In deze zaak vordert eiseres, de dochter van de overledene, een deel van de as van haar vader, de heer A, om dit te verwerken in een gedenksierraad. De heer A is op [datum overlijden] overleden en zijn crematie vond plaats op 10 oktober 2018. Eiseres heeft op 18 oktober 2018 verzocht om een deel van de as, maar gedaagde, de echtgenote van de heer A, heeft dit verzoek afgewezen. Gedaagde stelt dat zij als echtgenote het exclusieve recht heeft om de bestemming van de as te bepalen, in overeenstemming met de Wet op de Lijkbezorging en de geloofsovertuiging van de heer A. Eiseres heeft daarop derdenbeslag gelegd op de as en gedaagde heeft een voorstel gedaan om de as in aanwezigheid van eiseres te verstrooien, maar zonder dat eiseres een deel zou ontvangen.
De rechtbank oordeelt dat gedaagde inderdaad de lijkbezorging van de heer A heeft aangevraagd en dus verantwoordelijk is voor de bestemming van de as.
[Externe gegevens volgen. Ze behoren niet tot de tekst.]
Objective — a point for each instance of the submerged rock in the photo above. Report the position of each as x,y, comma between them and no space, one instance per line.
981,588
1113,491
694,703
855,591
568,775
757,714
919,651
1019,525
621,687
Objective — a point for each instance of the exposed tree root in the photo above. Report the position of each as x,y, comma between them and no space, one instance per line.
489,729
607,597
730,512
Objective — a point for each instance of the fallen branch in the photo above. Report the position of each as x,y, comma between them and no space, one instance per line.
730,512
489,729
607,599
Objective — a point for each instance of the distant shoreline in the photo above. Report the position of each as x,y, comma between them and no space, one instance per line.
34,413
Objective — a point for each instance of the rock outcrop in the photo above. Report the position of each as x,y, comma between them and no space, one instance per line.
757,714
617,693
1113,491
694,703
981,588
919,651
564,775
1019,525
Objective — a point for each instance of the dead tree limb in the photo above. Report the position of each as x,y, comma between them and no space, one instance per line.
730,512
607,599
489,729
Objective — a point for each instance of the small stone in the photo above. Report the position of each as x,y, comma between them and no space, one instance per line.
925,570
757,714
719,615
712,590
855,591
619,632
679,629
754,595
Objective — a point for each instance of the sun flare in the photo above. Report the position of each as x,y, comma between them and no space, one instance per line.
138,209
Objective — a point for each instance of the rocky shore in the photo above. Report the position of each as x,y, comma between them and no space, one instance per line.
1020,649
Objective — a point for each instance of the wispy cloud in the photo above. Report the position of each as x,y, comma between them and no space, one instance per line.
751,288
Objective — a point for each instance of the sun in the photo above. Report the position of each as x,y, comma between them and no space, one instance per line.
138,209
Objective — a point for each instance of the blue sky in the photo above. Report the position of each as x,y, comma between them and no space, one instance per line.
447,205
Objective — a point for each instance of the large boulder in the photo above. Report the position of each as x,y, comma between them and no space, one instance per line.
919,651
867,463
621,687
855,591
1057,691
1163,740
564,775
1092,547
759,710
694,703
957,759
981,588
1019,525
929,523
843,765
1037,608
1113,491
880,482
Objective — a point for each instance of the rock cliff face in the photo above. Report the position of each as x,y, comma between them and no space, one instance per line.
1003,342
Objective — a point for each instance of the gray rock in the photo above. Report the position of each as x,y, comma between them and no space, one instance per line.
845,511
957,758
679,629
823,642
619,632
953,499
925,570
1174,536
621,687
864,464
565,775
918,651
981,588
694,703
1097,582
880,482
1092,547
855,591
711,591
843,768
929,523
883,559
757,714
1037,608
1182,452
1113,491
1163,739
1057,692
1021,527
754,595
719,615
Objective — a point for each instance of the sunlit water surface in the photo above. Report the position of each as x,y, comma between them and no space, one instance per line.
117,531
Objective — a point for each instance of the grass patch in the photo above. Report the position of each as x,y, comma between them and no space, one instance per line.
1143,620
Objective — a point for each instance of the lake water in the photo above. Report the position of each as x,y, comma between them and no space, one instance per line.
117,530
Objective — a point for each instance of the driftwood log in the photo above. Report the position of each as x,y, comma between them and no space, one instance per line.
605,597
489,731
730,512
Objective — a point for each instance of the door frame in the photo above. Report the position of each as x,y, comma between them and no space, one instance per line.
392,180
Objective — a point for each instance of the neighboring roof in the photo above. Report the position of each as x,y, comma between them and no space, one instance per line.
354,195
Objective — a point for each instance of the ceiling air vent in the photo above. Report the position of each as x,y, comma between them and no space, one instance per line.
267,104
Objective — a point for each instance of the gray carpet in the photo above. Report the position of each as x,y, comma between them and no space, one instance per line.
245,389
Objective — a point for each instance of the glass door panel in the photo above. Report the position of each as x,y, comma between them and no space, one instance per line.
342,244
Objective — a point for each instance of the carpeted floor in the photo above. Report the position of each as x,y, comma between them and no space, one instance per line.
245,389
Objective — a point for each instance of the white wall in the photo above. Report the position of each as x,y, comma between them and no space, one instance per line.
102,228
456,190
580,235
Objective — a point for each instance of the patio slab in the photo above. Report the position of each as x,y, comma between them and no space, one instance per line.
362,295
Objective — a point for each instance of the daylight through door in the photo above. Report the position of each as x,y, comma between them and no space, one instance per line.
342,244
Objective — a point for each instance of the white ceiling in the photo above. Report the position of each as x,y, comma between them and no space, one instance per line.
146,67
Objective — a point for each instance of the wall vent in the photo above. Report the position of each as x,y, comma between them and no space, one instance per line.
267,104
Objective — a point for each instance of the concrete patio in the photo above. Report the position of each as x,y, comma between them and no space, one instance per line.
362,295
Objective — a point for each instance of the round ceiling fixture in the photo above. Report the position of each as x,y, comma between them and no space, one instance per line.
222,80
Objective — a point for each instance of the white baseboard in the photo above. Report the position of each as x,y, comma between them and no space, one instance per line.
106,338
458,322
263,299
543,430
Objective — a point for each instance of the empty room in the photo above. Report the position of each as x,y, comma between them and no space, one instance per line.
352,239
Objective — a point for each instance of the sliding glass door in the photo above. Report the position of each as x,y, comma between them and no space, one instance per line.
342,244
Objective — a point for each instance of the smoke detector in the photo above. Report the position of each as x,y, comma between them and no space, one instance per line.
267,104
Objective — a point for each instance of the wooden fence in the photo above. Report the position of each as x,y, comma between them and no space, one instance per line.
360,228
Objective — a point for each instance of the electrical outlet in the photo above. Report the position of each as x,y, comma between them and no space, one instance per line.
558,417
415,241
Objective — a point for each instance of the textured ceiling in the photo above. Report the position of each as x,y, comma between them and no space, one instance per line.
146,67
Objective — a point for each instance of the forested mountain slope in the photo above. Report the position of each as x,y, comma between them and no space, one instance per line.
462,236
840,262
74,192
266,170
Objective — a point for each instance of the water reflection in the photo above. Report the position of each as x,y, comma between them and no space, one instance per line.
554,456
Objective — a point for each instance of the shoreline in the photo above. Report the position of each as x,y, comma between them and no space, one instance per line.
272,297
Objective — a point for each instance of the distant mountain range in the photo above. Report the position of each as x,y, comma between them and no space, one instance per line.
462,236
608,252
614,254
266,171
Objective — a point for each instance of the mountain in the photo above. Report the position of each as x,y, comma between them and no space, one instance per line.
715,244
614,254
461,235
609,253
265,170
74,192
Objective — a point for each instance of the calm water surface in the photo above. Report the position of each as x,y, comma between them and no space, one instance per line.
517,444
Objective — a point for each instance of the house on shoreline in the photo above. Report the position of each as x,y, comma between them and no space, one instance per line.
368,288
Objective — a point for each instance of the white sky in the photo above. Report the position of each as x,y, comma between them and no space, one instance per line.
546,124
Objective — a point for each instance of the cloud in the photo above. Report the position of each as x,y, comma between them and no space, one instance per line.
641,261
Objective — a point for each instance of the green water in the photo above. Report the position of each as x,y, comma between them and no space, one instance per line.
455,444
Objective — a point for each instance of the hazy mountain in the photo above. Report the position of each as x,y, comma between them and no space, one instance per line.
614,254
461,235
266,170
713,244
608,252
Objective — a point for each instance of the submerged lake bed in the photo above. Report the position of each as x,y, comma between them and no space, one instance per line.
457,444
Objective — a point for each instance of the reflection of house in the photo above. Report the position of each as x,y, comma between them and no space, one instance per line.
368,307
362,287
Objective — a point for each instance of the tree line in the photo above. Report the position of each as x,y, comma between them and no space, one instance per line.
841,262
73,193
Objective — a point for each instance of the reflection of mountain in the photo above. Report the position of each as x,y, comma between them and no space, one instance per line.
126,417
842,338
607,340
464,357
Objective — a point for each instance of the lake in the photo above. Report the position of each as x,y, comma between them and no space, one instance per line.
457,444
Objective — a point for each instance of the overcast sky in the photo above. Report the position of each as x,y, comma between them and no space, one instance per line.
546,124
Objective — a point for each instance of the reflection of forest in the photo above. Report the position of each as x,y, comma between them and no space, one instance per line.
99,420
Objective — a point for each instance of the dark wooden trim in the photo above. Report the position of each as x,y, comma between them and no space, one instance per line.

De rechtbank stelt vast dat de heer A geen expliciete wens heeft geuit over de bestemming van zijn as, maar dat de vermoedelijke wens van de overledene moet worden gerespecteerd. Gedaagde heeft aangevoerd dat de heer A een Rooms-Katholieke geloofsovertuiging had, wat inhoudt dat de as ongedeeld moet worden verstrooid. Eiseres betwist dit en stelt dat haar vader zich negatief heeft uitgelaten over de Rooms-Katholieke Kerk.
De rechtbank concludeert dat gedaagde voldoende rekening heeft gehouden met de belangen van eiseres door haar aanbod om de as na de verstrooiing ter beschikking te stellen. De vordering van eiseres wordt afgewezen, en zij wordt veroordeeld in de proceskosten. Het vonnis is gewezen door mr. I.A.M. Kroft en openbaar uitgesproken op 9 oktober 2019.